Data Dictionary Validation Functions

Data Dictionary Validation Functions#

The following functions can be used to format and validate an external data dictionary (e.g. from REdCap) ready for use with AutoParser’s mapping functionalities.

adtl.autoparser.format_dict(data_dict: DataFrame | str, save=False) DataFrame

Formats a pre-existing data dictionary to use with autoparser, or checks one that is already pre-formatted.

Parameters:
  • data_dict – Path to a CSV, XLSX or parquet file, or a DataFrame, containing the data dictionary.

  • config – Path to the configuration file to use if not using the default configuration

  • save – If True, saves the formatted data dictionary to a parquet file in the same directory as the input data dictionary, as ‘formatted_data_dictionary.parquet’.

Returns:

Data dictionary containing field names, field types, and common values.

Return type:

pd.DataFrame

Class definitions#

You can also interact with the base class DictReader

class adtl.autoparser.DictReader(data_dict: DataFrame | str)#

Class for reading in and converting data dictionaries provided by users into a format usable by autoparser.

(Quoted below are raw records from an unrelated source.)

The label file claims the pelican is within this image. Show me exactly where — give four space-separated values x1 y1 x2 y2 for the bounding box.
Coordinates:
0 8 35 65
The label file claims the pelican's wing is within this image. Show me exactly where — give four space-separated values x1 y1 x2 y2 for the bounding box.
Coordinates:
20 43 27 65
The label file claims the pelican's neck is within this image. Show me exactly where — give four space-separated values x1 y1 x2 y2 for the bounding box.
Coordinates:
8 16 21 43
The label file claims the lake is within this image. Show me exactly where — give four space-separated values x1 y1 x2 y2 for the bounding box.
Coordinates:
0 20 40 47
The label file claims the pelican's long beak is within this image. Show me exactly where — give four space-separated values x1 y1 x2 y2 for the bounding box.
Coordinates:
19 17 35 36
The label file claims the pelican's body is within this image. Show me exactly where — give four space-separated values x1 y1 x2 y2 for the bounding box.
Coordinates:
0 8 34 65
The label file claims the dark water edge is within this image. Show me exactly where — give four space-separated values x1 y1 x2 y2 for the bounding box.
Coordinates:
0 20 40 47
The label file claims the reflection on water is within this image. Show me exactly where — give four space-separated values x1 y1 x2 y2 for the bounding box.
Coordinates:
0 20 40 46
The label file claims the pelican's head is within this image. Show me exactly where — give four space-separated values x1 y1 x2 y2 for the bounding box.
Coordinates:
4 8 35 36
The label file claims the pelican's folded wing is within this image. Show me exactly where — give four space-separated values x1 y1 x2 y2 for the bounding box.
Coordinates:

Validates the final data dictionary against the schema defined in adtl.autoparser.data_dict_schema.DataDictionaryProcessed.

Parameters:
  • data_dict – Path to a CSV, XLSX or parquet file, or a DataFrame, containing the data dictionary.

  • config – The path to the configuration file to use if not using the default configuration

save_formatted_dictionary(name: str | Path | None = None) None#

Save the formatted data dictionary to a parquet file.

The file will be saved in the same directory as the input data dictionary, either with the name provided or as ‘formatted_data_dict.parquet’